L'unico rischio potrebbe essere in una valutazione sbagliata. Ed è per questo che il ministro deve dotarsi di una commissione di esperti, liberi e competenti (non come quelli che hanno indotto il ministro Bondi all'acquisto di uno pseudo Michelangelo o come quelli che hanno giudicato intrasportabili i Bronzi di Riace!), che sappiano apprezzare anche il valore di ciò che è meno conosciuto ma non meno prezioso; o anche l'interesse generale di una collezione nella sua unità. Penso in questo caso (recentemente esposta agli Uffizi) alla collezione del grande direttore d'orchestra Molinari Pradelli. Nell'archeologia, un esempio di grande rilievo è il Museo Jatta di Ruvo, in diversi tempi assicurato allo Stato. Ma, tra le meraviglie, penso, e lo dico a Franceschini ferrarese come me, al meraviglioso trittico di Antonio da Crevalcore acquistato dal finanziere Roberto Memmo, che diede vita in passato anche all'importante fondazione in Palazzo Ruspoli a Roma.

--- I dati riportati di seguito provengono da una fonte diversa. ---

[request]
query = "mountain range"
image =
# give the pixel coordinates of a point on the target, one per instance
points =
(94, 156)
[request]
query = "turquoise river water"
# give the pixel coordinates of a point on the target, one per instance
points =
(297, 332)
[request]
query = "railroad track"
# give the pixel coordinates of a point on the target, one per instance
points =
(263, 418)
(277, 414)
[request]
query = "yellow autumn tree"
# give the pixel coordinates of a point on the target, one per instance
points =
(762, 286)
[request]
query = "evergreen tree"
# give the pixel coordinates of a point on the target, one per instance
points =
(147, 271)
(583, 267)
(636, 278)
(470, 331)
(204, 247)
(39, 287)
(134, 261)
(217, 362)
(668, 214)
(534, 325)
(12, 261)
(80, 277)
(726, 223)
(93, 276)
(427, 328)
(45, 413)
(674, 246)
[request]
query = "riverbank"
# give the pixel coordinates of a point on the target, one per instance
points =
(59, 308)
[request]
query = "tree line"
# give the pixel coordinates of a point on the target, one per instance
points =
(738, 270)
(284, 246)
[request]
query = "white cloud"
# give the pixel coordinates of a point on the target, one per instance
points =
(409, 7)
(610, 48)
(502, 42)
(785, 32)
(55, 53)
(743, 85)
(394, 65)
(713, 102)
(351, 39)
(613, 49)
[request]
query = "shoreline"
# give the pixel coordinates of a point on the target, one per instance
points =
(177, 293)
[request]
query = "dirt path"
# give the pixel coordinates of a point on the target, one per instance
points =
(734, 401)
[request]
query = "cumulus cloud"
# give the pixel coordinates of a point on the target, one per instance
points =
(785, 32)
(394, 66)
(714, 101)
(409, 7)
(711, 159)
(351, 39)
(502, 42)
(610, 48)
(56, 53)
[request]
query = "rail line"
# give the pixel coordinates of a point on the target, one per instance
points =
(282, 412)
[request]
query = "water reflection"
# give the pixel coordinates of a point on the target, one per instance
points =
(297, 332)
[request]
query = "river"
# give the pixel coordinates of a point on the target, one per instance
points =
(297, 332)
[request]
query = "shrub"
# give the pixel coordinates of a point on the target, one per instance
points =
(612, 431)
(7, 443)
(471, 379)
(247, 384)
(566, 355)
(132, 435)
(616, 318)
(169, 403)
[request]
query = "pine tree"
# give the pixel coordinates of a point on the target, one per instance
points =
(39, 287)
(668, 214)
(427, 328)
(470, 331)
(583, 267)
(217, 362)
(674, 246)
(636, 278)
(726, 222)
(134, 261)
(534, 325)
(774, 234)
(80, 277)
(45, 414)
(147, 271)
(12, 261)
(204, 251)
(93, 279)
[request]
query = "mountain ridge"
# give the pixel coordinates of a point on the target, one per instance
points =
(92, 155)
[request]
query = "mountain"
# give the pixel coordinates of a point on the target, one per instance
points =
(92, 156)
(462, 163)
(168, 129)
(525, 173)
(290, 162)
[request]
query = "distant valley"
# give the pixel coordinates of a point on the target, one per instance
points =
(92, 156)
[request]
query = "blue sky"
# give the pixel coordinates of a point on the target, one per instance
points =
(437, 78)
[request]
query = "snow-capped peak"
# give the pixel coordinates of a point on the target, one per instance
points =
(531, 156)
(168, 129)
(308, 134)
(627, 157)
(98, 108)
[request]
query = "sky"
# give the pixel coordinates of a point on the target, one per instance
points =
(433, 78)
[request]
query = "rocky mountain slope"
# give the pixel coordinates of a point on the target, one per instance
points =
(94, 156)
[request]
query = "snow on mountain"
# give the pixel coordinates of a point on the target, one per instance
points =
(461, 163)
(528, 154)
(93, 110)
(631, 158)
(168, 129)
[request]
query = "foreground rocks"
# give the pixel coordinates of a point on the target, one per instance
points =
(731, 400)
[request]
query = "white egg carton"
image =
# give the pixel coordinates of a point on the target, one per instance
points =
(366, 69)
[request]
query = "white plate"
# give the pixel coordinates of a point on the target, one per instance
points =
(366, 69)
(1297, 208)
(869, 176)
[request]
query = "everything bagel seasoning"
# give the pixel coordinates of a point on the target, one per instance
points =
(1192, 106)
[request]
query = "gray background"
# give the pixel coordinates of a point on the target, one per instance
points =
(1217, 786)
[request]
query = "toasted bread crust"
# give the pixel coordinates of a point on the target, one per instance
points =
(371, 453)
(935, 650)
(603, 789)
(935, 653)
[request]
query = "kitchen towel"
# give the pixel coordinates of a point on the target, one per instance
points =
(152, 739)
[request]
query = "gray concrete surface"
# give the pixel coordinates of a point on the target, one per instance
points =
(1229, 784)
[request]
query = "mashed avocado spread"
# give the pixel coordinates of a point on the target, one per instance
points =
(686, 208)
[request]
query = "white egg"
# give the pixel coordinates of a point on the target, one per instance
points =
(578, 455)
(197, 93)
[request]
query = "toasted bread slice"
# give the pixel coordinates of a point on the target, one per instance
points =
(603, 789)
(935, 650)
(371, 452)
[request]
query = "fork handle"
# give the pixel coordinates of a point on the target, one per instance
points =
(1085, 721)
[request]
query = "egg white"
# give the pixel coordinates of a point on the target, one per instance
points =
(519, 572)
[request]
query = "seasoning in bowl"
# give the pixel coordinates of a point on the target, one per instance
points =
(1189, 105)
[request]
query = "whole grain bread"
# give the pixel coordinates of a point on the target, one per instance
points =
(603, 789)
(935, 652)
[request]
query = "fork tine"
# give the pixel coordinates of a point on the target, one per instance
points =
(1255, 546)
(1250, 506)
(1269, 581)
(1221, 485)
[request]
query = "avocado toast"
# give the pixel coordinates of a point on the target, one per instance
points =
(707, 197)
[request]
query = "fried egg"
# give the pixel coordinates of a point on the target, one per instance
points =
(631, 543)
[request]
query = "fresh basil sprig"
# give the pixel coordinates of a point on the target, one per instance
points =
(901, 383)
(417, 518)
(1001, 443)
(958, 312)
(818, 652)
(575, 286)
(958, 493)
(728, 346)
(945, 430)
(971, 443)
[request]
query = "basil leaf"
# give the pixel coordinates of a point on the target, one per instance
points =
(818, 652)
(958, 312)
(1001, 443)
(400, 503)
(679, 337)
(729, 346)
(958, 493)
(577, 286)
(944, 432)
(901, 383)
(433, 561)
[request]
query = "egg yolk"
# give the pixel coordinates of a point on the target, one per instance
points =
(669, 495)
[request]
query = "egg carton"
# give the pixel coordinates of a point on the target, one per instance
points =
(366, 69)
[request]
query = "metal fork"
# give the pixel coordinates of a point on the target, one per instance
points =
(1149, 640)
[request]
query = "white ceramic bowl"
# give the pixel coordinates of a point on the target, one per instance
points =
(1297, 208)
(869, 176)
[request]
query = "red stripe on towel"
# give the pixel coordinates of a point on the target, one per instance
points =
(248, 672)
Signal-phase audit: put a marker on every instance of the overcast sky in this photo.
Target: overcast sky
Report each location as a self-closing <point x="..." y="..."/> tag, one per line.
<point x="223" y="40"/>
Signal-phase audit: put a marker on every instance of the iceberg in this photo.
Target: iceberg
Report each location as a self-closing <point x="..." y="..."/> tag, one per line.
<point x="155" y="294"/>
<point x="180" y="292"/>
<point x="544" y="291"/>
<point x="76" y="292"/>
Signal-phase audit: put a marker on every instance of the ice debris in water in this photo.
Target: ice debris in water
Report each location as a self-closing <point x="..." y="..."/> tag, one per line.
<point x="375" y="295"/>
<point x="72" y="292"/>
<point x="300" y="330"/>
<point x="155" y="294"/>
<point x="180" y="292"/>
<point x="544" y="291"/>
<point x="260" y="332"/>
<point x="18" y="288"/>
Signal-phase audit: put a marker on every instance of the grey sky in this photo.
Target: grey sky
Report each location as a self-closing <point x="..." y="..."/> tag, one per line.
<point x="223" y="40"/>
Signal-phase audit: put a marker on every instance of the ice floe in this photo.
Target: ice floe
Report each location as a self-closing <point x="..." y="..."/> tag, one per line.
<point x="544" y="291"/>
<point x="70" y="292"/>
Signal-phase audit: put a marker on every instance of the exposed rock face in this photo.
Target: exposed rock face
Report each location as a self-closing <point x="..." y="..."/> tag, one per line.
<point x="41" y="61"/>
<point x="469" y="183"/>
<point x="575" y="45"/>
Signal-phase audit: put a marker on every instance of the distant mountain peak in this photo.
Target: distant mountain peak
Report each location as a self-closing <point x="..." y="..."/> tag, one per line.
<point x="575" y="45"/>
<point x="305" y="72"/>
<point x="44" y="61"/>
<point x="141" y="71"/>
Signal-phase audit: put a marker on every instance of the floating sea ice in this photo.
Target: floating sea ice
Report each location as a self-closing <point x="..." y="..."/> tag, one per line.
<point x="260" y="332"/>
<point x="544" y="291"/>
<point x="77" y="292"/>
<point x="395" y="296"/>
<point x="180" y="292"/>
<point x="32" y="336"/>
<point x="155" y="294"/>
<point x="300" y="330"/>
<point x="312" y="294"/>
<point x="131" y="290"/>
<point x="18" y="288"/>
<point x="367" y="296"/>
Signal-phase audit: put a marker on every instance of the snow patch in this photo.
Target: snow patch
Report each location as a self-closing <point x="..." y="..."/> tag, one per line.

Dunque, porte aperte ai collezionisti, con un suggerimento per il ministro: non farsi infinocchiare dall'arte contemporanea e dalle sue quotazioni sopravvalutate, come dimostrano anche i soldi buttati per le acquisizioni di opere per l'allora costituendo Maxxi. Mi limiterei alle opere che hanno più di cinquant'anni, tenendo ferma la data di morte dell'ultimo e più grande pittore italiano del Novecento: Giorgio Morandi. Il 1964. Fino a quel momento i valori possono essere certificati. Ma, soprattutto, rispetto al rigonfiamento dei valori delle opere degli ultimi decenni, l'arte antica, salvo qualche eccezione, ha patito una svalutazione. Per cui è quasi sempre un affare acquistare un'opera d'arte antica. Dall'archeologia, per ciò che non è frutto di rapina e di scavi clandestini, fino alla fine dell'Ottocento, le opere d'arte hanno quotazioni piuttosto modeste e, in tempi recenti, sempre discendenti. Questo consente di acquistare capolavori a cifre contenute. Se si pensa che io feci acquistare una pur piccola tavola di Antonello dipinta sui due lati, apparsa a un'asta a Sotheby's a Londra, per trecentomila sterline dalla Regione Sicilia. Un capolavoro dell'umanità a un prezzo impensabile.

Non solo quindi la proposta di Franceschini è condivisibile, ma mai come ora i tempi furono favorevoli. E potenziare i bei palazzi italiani di opere d'arte è certamente meglio che costruire orripilanti edifici che gridano vendetta, lasciando spendere i soldi delle tasse a incompetenti incapaci e ladri.

Avanti, dunque, Franceschini, senza lasciarsi intimidire e senza lasciarsi ingannare.